Cisjordanie : une annexion de facto à un rythme sans précédent, selon deux ONG israéliennes
Israël contrôle désormais 18 % des territoires occupés en Cisjordanie, contre 7 % avant la guerre à Gaza. Un rapport des ONG Peace Now et Kerem Navot documente l'accélération de l'accaparement des terres, de la construction de routes réservées aux colons et des expulsions de communautés locales.

Une escalade administrative inédite
Depuis le début de la guerre à Gaza en octobre 2023, Israël a multiplié les mesures administratives visant à redéfinir la propriété foncière en Cisjordanie occupée. Le gouvernement de Benyamin Nétanyahou a déclaré plus de 2 400 hectares de terres comme « propriété d'État » en 14 mois, un chiffre record qui ouvre la possibilité de leur attribution à des colons juifs[1]. Cette accélération administrative, jusque-là rare, s'inscrit dans une stratégie plus large de légalisation d'une centaine de colonies, dont le processus prend normalement des années[1].
La décision de juin 2024, qui a redéfini 1 270 hectares dans la vallée du Jourdain comme terres d'État, marque la plus vaste saisie de terres en Cisjordanie depuis plus de trois décennies[2]. Cette mesure, rendue publique le 3 juillet, illustre la volonté du gouvernement israélien de consolider son contrôle territorial dans une région stratégique, tout en discrétion administrative[2].
Routes, colonisation et expulsions : une colonisation systémique
Le rapport des ONG Peace Now et Kerem Navot met en lumière l'accroissement de la construction de routes réservées aux colons, qui fragmentent les territoires palestiniens et renforcent l'isolement des communautés locales[1]. Ces routes, souvent construites sans autorisation officielle, servent à créer des corridors de connexion entre les implantations juives, tout en empêchant la continuité territoriale palestinienne[3].
En parallèle, plus de 12 000 nouvelles unités de logement ont été approuvées pour les colonies, ce qui accélère la densification des implantations et réduit les espaces disponibles pour les Palestiniens[1]. Les expulsions de communautés locales, notamment dans les zones rurales de Cisjordanie, deviennent de plus en plus fréquentes, souvent justifiées par des motifs de « sécurité » ou de « propriété d'État »[1].

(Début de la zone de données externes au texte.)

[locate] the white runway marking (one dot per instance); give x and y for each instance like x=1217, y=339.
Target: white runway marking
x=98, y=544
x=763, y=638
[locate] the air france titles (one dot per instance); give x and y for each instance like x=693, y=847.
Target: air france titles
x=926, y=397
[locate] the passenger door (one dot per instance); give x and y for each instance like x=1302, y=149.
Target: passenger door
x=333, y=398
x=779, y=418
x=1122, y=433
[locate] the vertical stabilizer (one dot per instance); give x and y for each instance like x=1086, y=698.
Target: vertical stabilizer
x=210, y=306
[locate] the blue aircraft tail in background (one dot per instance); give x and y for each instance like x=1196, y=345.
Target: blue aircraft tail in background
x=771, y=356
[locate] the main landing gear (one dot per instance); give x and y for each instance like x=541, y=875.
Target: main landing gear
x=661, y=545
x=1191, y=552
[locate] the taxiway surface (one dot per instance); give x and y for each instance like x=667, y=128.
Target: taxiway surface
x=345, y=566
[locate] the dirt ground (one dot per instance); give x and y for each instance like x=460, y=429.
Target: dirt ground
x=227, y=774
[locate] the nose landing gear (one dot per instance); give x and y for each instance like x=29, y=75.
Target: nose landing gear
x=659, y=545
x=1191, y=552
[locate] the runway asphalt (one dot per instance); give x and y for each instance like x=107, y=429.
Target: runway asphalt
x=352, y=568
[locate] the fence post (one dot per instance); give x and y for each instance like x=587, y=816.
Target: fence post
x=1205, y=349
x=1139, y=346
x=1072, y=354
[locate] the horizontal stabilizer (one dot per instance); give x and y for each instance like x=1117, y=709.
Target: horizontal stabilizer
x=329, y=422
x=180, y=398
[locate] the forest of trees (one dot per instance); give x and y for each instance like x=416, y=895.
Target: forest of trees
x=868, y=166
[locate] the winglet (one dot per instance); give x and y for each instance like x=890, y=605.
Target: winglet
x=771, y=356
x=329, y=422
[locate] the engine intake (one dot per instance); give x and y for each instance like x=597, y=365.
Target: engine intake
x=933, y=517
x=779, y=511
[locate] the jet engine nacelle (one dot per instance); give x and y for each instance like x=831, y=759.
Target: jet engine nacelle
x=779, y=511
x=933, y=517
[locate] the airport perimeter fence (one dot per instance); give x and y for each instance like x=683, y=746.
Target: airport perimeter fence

Ces mesures s'accompagnent d'une nouvelle plateforme numérique destinée à l'enregistrement des terres en Cisjordanie, accessible aux Israéliens et aux entreprises israéliennes[4]. Cette plateforme permet de modifier le fonctionnement de la propriété foncière en Cisjordanie, en ouvrant l'enregistrement des terres palestiniennes de la zone C à toute personne, y compris aux colons israéliens[4].
Enjeux géopolitiques et conséquences sur la création d'un État palestinien
L'annexion de facto de la Cisjordanie bat son plein sur le terrain, mais elle s'étend également au monde virtuel[4]. Cette stratégie vise à rendre impossible la création d'un État palestinien, en coupant la continuité territoriale palestinienne et en fragmentant les zones A, B et C[5]. La zone C, qui représente 60 % de la Cisjordanie, est entièrement sous administration israélienne, tandis que la zone B (22 %) est administrée par Israël pour la partie sécuritaire et par l'Autorité palestinienne pour la partie civile[5].

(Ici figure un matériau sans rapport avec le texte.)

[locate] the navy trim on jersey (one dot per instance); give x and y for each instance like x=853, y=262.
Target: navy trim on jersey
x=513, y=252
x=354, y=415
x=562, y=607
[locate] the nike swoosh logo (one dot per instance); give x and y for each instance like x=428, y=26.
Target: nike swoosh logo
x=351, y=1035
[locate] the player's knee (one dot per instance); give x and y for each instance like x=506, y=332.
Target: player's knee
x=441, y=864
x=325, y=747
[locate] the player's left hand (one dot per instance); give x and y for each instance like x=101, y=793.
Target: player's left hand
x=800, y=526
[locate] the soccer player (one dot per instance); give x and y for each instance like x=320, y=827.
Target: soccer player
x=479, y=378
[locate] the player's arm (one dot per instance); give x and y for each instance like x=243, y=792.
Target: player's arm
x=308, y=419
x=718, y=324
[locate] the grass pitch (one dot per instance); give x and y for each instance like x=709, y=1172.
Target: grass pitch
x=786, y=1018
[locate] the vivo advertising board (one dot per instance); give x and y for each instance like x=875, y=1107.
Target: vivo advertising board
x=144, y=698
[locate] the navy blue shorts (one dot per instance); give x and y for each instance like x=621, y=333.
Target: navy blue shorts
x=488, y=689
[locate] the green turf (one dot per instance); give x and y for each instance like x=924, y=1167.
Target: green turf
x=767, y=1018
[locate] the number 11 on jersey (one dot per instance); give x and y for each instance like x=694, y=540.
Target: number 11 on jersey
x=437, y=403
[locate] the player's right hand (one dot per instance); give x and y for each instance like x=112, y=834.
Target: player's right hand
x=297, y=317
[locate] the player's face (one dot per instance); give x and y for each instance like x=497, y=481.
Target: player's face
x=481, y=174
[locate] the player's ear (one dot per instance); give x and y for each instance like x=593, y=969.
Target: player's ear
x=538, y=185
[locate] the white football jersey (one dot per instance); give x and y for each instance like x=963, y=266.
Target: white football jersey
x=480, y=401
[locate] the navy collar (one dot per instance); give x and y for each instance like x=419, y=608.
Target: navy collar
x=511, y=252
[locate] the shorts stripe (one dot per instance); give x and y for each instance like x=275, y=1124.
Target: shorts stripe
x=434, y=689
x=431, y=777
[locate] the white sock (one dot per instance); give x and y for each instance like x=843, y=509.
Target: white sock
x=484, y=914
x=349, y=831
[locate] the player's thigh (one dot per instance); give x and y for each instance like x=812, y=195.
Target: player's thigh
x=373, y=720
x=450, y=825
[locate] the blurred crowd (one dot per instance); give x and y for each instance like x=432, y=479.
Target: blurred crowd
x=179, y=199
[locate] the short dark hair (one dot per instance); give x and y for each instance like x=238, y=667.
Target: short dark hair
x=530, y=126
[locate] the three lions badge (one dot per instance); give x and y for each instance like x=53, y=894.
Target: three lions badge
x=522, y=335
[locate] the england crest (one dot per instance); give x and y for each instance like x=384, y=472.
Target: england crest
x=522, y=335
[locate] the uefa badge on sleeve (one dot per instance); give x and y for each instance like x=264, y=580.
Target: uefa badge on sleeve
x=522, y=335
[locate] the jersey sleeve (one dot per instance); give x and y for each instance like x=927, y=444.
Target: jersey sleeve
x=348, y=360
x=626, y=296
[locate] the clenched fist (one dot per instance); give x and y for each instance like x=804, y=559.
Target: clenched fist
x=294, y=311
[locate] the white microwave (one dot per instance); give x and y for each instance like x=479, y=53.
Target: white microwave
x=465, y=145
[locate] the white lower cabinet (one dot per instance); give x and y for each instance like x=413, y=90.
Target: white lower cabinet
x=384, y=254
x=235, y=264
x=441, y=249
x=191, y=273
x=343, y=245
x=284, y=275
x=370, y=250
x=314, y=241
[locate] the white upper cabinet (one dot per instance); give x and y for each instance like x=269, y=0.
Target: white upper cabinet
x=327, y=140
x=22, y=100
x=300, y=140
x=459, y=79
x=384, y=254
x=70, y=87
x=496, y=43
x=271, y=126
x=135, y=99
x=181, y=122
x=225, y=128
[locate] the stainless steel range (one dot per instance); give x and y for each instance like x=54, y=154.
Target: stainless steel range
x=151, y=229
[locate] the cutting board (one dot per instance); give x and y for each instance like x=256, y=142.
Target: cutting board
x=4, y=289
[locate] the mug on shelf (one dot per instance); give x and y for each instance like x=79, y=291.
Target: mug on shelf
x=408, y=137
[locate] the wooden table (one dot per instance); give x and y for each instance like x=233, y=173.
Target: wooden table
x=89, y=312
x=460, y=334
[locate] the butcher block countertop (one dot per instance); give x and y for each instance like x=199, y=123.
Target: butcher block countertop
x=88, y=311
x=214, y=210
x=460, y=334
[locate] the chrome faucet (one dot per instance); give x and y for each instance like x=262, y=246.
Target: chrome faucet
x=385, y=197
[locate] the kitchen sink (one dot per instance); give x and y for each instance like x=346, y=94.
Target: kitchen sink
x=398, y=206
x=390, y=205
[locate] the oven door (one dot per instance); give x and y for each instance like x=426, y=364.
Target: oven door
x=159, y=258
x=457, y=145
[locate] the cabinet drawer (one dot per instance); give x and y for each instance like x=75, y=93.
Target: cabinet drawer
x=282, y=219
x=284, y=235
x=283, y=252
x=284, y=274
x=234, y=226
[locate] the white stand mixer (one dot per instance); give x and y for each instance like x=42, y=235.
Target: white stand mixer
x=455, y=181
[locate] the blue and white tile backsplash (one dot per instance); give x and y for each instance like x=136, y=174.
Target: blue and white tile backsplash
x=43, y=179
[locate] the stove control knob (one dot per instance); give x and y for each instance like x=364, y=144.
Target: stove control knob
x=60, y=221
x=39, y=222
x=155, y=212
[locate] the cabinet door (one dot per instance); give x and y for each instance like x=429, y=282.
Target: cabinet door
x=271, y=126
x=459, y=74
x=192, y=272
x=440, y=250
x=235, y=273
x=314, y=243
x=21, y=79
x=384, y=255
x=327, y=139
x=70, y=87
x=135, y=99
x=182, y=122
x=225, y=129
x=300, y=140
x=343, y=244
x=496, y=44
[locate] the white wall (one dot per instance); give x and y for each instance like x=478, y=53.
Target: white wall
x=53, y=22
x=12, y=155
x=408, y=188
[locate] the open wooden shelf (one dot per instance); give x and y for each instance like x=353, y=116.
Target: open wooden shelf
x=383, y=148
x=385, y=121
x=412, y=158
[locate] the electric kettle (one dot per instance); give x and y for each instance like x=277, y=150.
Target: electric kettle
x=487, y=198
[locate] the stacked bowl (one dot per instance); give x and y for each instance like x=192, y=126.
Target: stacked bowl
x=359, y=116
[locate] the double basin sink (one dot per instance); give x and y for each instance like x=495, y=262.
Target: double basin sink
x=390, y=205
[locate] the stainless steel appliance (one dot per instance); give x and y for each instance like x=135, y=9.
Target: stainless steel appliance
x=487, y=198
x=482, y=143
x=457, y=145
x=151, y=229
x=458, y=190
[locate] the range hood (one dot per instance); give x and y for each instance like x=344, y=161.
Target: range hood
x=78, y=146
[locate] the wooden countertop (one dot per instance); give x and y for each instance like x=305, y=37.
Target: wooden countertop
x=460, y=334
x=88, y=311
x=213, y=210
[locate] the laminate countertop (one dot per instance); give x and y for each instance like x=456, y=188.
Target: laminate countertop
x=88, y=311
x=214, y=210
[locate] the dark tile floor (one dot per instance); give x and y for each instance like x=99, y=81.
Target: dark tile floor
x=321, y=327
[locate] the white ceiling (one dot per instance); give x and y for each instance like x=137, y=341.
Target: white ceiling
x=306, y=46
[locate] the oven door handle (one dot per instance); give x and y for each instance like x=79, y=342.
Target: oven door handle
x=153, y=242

Les experts soulignent que cette escalade de l'accaparement des terres menace directement les négociations de paix et la viabilité d'un État palestinien[6]. Selon les données de l'ONG France 24, la décision du gouvernement israélien d'approuver l'installation de 19 colonies supplémentaires en Cisjordanie en décembre 2023 a été perçue comme un coup dur pour le processus de paix[6].

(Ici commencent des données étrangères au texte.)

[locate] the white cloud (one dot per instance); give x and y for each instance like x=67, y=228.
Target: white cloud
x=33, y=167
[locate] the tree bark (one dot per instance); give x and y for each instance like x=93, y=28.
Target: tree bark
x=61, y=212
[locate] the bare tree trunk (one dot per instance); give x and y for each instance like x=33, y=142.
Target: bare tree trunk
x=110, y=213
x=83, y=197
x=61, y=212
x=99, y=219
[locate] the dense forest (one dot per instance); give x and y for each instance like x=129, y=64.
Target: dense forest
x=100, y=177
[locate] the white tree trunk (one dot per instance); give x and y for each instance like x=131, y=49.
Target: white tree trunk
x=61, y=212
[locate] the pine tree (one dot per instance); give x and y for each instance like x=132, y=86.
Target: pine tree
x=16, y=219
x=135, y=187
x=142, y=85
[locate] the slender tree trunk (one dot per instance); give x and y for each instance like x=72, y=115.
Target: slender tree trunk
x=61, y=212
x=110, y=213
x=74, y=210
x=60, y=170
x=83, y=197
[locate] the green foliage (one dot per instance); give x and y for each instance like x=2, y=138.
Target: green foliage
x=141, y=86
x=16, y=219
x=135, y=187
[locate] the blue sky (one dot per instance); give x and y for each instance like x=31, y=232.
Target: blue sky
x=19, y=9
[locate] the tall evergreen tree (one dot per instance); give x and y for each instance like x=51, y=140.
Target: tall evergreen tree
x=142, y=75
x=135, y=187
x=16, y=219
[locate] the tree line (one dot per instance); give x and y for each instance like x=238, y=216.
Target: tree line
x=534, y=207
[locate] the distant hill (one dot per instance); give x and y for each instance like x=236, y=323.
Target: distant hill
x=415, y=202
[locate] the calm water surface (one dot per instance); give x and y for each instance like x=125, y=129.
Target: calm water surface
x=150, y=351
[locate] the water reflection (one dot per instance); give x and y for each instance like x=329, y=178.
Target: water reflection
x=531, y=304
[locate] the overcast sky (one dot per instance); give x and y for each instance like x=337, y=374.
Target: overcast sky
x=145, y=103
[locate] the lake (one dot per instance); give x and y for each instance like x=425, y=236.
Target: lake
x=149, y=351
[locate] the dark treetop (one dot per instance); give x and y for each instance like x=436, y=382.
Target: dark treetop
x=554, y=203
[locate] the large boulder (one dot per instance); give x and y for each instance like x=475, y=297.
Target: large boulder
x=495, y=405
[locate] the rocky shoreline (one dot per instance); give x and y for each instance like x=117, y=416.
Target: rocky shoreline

La fiabilité de ces rapports, confirmée par plusieurs sources indépendantes, indique une tendance claire vers une annexion progressive et systématique de la Cisjordanie[1][2][3]. Cette dynamique, soutenue par des mesures administratives et numériques, pose des questions graves sur la légalité internationale et les droits des Palestiniens[8].